Nani tidak menjawab namun dengan kuat ia menarik bokongku, hingga
amblaslah batang kejantananku memasuki wilayah terlarangnya. Memang baru
separuh, sempit sekali, aku hampir tidak tega ketika Nani meringis
sambil memejamkan matanya.
“Kenapa Nan, Mas cabut ya..”
“Jangan,” bisik Nani sambil menjepit punggungku dengan kedua kakinya.
Kugerakkan maju mundur pelan-pelan, karena sempitnya liang
kewanitaannya. Membuat Nani mengeleng-gelengkan kepalanya kekiri dan
kekanan hingga sebuah jeritan panjang. Namun segera kuciumi mulutnya
agar jeritan itu tidak terdengar tetangga.
Orgasme Nani lama sekali, seperti orang kesurupan, kepalanya kupegangi
kuat-kuat agar mulutnya tidak lepas dari ciumanku. Sehingga suara
jeritan itu tertelan sendiri. Badannya kejang, pelukannya kencang
sekali.
Akhirnya tumpahlah kenikmatan Nani. Aku sangat gembira bisa
memuaskannya. Biarpun maniku belum keluar, aku puas sekali. Nani
tertidur, aku segera berpakaian, dan dengan berjingkat ke arah kamarku
dekat kamar Mbak Yati. Di depan kamar Mbak Yati kudengar suara, saat
kusingkap dan aku terkejut ternyatan ada Mbak Yati. Aku ketakutan dan
hampir tidak bisa bicara. Dengan suara seadanya aku mendesis, “Oh, Mbak
kok sudah pulang.” Tidak kusangka Mbak Yati tersenyum manis, mendekatiku
dan mencium bibirku. “Jangan buat anakku hamil, ya.”
“Jadi, Mbak tahu kalau akau habis begituan sama Nani?”
“He eh, anak sekarang memang lain dengan jaman saya dulu, baru kenal sudah tidur bareng.”

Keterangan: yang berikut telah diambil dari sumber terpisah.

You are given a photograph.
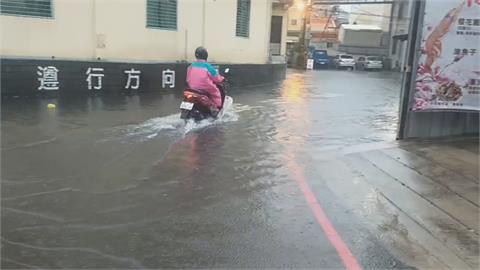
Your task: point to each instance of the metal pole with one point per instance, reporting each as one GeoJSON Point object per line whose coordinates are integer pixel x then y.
{"type": "Point", "coordinates": [303, 41]}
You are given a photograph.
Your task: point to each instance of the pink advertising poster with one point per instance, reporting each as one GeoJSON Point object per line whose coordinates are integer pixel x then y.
{"type": "Point", "coordinates": [448, 75]}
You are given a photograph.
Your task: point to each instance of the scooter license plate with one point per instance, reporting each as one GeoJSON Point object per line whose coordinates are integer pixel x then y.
{"type": "Point", "coordinates": [186, 105]}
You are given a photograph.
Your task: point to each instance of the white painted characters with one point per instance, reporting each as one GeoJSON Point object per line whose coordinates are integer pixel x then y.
{"type": "Point", "coordinates": [135, 76]}
{"type": "Point", "coordinates": [94, 78]}
{"type": "Point", "coordinates": [48, 78]}
{"type": "Point", "coordinates": [168, 78]}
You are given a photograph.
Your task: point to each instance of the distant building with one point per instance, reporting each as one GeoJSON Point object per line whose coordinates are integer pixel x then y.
{"type": "Point", "coordinates": [234, 31]}
{"type": "Point", "coordinates": [372, 14]}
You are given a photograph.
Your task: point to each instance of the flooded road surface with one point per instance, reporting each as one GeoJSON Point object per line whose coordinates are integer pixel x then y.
{"type": "Point", "coordinates": [122, 182]}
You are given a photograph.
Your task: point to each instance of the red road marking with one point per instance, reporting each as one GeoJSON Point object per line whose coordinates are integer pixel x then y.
{"type": "Point", "coordinates": [343, 251]}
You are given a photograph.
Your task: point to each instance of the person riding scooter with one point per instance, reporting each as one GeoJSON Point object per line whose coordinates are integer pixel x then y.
{"type": "Point", "coordinates": [203, 77]}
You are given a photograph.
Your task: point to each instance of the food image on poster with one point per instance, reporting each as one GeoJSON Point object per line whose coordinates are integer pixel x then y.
{"type": "Point", "coordinates": [448, 74]}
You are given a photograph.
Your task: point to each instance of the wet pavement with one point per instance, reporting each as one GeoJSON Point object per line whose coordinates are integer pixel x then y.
{"type": "Point", "coordinates": [121, 182]}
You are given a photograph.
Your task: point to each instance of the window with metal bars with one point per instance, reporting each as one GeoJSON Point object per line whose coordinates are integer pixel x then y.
{"type": "Point", "coordinates": [30, 8]}
{"type": "Point", "coordinates": [243, 18]}
{"type": "Point", "coordinates": [162, 14]}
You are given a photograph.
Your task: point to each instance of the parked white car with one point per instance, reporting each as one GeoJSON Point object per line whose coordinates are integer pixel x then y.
{"type": "Point", "coordinates": [369, 62]}
{"type": "Point", "coordinates": [344, 61]}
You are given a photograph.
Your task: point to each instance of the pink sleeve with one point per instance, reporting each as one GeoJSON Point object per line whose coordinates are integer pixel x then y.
{"type": "Point", "coordinates": [216, 79]}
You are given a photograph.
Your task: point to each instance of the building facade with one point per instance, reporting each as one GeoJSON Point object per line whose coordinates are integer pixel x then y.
{"type": "Point", "coordinates": [234, 31]}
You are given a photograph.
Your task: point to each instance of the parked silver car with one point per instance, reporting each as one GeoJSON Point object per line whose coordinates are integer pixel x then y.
{"type": "Point", "coordinates": [344, 61]}
{"type": "Point", "coordinates": [369, 63]}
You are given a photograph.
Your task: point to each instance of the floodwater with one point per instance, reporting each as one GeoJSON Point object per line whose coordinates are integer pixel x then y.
{"type": "Point", "coordinates": [119, 181]}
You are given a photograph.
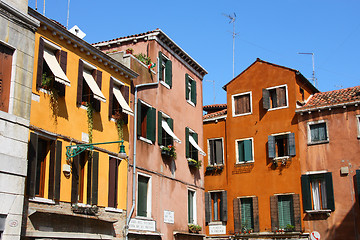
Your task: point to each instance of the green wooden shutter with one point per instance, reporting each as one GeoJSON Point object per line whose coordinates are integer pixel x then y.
{"type": "Point", "coordinates": [306, 192]}
{"type": "Point", "coordinates": [291, 144]}
{"type": "Point", "coordinates": [266, 99]}
{"type": "Point", "coordinates": [329, 191]}
{"type": "Point", "coordinates": [142, 196]}
{"type": "Point", "coordinates": [271, 146]}
{"type": "Point", "coordinates": [160, 67]}
{"type": "Point", "coordinates": [160, 140]}
{"type": "Point", "coordinates": [193, 91]}
{"type": "Point", "coordinates": [187, 146]}
{"type": "Point", "coordinates": [95, 176]}
{"type": "Point", "coordinates": [207, 207]}
{"type": "Point", "coordinates": [247, 150]}
{"type": "Point", "coordinates": [139, 118]}
{"type": "Point", "coordinates": [223, 206]}
{"type": "Point", "coordinates": [168, 73]}
{"type": "Point", "coordinates": [151, 124]}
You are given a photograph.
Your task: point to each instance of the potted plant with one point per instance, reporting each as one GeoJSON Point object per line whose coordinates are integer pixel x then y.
{"type": "Point", "coordinates": [193, 228]}
{"type": "Point", "coordinates": [169, 151]}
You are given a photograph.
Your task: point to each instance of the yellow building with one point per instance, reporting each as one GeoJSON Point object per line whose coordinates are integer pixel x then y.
{"type": "Point", "coordinates": [79, 95]}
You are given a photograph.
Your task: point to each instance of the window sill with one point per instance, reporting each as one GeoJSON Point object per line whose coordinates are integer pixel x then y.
{"type": "Point", "coordinates": [190, 102]}
{"type": "Point", "coordinates": [145, 140]}
{"type": "Point", "coordinates": [42, 200]}
{"type": "Point", "coordinates": [165, 84]}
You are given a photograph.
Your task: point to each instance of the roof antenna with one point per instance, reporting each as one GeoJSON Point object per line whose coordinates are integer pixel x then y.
{"type": "Point", "coordinates": [232, 20]}
{"type": "Point", "coordinates": [313, 78]}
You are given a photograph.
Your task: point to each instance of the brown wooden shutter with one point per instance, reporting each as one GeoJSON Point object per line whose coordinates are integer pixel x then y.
{"type": "Point", "coordinates": [32, 162]}
{"type": "Point", "coordinates": [207, 207]}
{"type": "Point", "coordinates": [256, 214]}
{"type": "Point", "coordinates": [57, 170]}
{"type": "Point", "coordinates": [40, 63]}
{"type": "Point", "coordinates": [80, 83]}
{"type": "Point", "coordinates": [75, 179]}
{"type": "Point", "coordinates": [274, 213]}
{"type": "Point", "coordinates": [297, 212]}
{"type": "Point", "coordinates": [111, 96]}
{"type": "Point", "coordinates": [52, 170]}
{"type": "Point", "coordinates": [237, 214]}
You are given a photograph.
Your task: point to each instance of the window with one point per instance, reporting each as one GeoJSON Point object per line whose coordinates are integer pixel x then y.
{"type": "Point", "coordinates": [192, 148]}
{"type": "Point", "coordinates": [166, 136]}
{"type": "Point", "coordinates": [51, 71]}
{"type": "Point", "coordinates": [44, 169]}
{"type": "Point", "coordinates": [191, 207]}
{"type": "Point", "coordinates": [281, 145]}
{"type": "Point", "coordinates": [242, 104]}
{"type": "Point", "coordinates": [165, 70]}
{"type": "Point", "coordinates": [119, 101]}
{"type": "Point", "coordinates": [85, 178]}
{"type": "Point", "coordinates": [190, 89]}
{"type": "Point", "coordinates": [317, 132]}
{"type": "Point", "coordinates": [146, 122]}
{"type": "Point", "coordinates": [216, 206]}
{"type": "Point", "coordinates": [5, 76]}
{"type": "Point", "coordinates": [244, 149]}
{"type": "Point", "coordinates": [318, 193]}
{"type": "Point", "coordinates": [89, 86]}
{"type": "Point", "coordinates": [113, 181]}
{"type": "Point", "coordinates": [285, 212]}
{"type": "Point", "coordinates": [215, 150]}
{"type": "Point", "coordinates": [275, 97]}
{"type": "Point", "coordinates": [144, 196]}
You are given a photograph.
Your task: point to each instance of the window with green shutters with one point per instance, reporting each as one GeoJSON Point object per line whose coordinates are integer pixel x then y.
{"type": "Point", "coordinates": [142, 203]}
{"type": "Point", "coordinates": [146, 121]}
{"type": "Point", "coordinates": [244, 148]}
{"type": "Point", "coordinates": [247, 218]}
{"type": "Point", "coordinates": [317, 132]}
{"type": "Point", "coordinates": [165, 70]}
{"type": "Point", "coordinates": [285, 211]}
{"type": "Point", "coordinates": [190, 89]}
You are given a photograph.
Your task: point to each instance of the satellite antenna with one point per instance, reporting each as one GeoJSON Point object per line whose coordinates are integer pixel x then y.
{"type": "Point", "coordinates": [314, 80]}
{"type": "Point", "coordinates": [232, 20]}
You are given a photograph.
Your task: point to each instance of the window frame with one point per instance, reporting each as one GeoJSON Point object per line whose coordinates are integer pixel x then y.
{"type": "Point", "coordinates": [237, 150]}
{"type": "Point", "coordinates": [148, 196]}
{"type": "Point", "coordinates": [209, 151]}
{"type": "Point", "coordinates": [311, 123]}
{"type": "Point", "coordinates": [286, 95]}
{"type": "Point", "coordinates": [233, 104]}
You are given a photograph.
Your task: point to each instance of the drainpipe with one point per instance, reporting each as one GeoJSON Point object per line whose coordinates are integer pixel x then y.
{"type": "Point", "coordinates": [134, 155]}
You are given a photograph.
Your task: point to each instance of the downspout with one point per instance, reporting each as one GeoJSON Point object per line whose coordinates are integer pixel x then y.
{"type": "Point", "coordinates": [134, 155]}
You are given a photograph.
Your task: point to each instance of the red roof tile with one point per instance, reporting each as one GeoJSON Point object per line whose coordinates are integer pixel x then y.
{"type": "Point", "coordinates": [334, 97]}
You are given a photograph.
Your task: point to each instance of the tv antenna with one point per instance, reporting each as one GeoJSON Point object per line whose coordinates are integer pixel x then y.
{"type": "Point", "coordinates": [232, 20]}
{"type": "Point", "coordinates": [314, 80]}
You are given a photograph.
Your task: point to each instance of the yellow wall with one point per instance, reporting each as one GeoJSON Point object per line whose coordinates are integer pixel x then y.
{"type": "Point", "coordinates": [72, 120]}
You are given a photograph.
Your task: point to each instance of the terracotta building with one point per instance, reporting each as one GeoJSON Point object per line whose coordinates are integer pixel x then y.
{"type": "Point", "coordinates": [329, 136]}
{"type": "Point", "coordinates": [165, 193]}
{"type": "Point", "coordinates": [79, 96]}
{"type": "Point", "coordinates": [252, 178]}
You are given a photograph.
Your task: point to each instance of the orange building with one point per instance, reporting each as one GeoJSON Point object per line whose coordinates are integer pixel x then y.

Aku hampir tidak percaya ini, kemaluanku masih belum lemas, karena
memang belum keluar. Mbak Yati tahu itu. Ia lepaskan celanaku dan segera
dihisap-hisapnya kejantananku dengan lihainya hingga keluarlah maniku
ke dalam mulutnya. Mbak Yati tersedak, dan segera menuju dapur meminum
air kendi. Aku hanya bengong saja. Lama tidak bergerak dari tempatku
berdiri. Kemaluanku tergantung dengan santainya.